I got a box full of fabulous art supplies from my new sponsor www.chartpak.com

I am going to use them for a few drawing classes I have lined up:


New

Beginning Drawing

September 29,2007

9AM-5 PM

Linda's Studio

With charcoal,graphite,and colored pencil

We will explore all of these mediums and the fundamentals of drawing. This is a great class for beginning painters who want to improve their drawing skills.

Breakfast, lunch, and all materials are included.

75.00











NEW

Intermediate Still Life Drawing

January 12, 2007

9 AM- 5 PM

Linda's Studio

Charcoal, graphite and colored pencil

We will use all of these mediums to explore the art of still life drawing. We will combine mediums and explore texture, value, light,lost and found lines, negative space, and edges. We will also do some perspective drawing.



Breakfast, lunch, and all materials are included.














Painters Tip


Don't Worry About It!!!

You are going to have circumstances which will be disheartening or frustrating when you paint for a living. Sometimes you think you have gone to a venue with what you consider great paintings, only to find that the gallery only wants certain of the paintings. They send back paintings which you think are excellent subjects and that will be sure sellers, keeping others that you don't feel as strongly about. Or, you are rejected from shows or paint outs, when you feel that your work is strong and an excellent fit. Or, everyone else around you is selling like mad and you don't sell a thing,even though your paintings are a popular subject and are well framed.

That is just the way it goes. Rejection is difficult always and we never outgrow the pain of it. I have no idea why this happens, I wish I did know why. I allow myself a good pity party but then I move forward, determined to paint better and to have more success the next time around. It makes me just work harder. I don't pretend to like it or not to care. I care deeply when I am rejected. I'm just too stubborn to give in and lose.

One of the things it took me years to understand, was that my work is different. It doesn't fit in the category of traditional realist painting or in the abstract modernist category. That makes my work less marketable than some others' because it is not mainstream in either group. I'm not going to try to be somebody else, so I must be willing to be more creative in marketing than someone who fits safely in either of the categories. This means a few rejections and so I accept them.
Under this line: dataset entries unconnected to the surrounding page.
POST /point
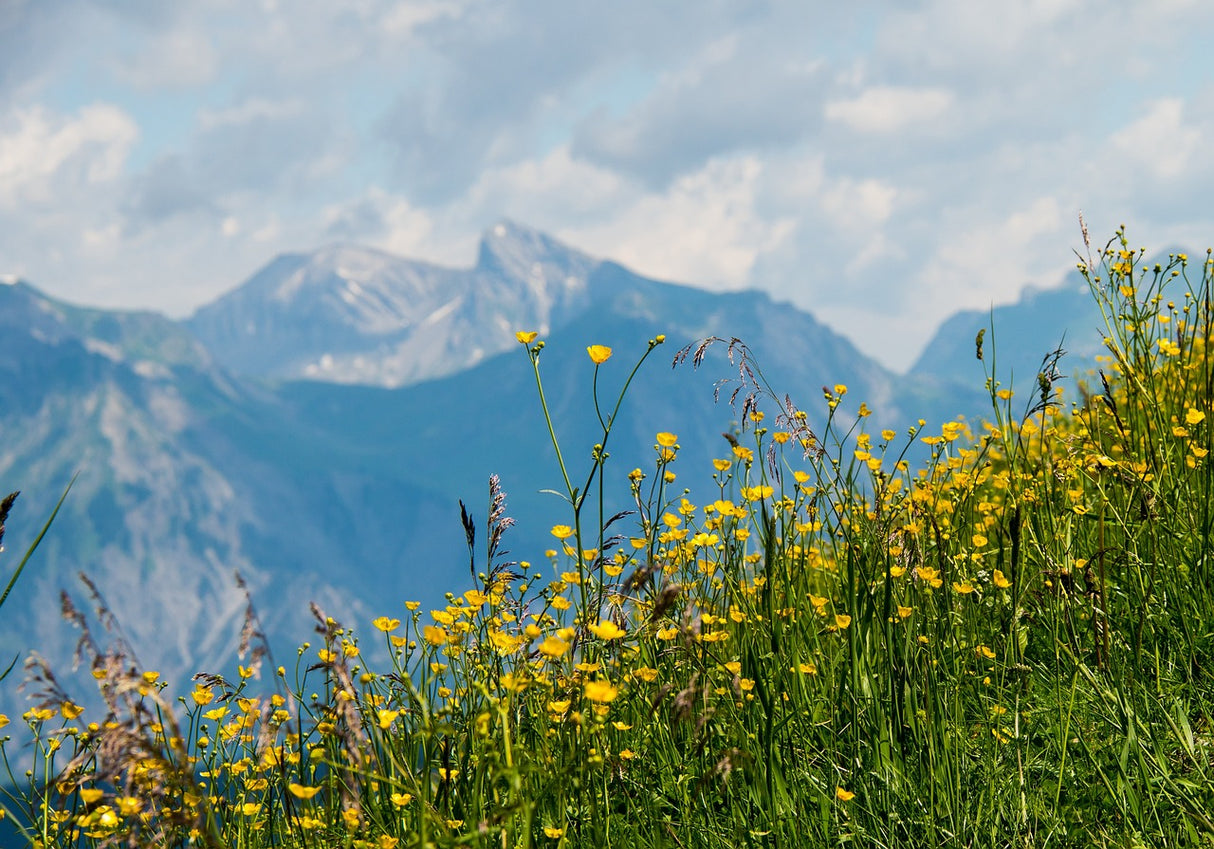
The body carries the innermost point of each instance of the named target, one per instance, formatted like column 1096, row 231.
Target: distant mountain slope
column 1022, row 334
column 185, row 476
column 356, row 315
column 344, row 487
Never give up. There is a market for your work no matter who you are and how you paint. Tastes are very diverse and so you must keep putting your work out there despite rejections. If rejection is too painful for you, art is a bad business to be in, unless you are doing traditional painting genre's like portraiture, animals, or other subjects that are pretty safe.

Get up every day with renewed determination to succeed and you will eventually find your way.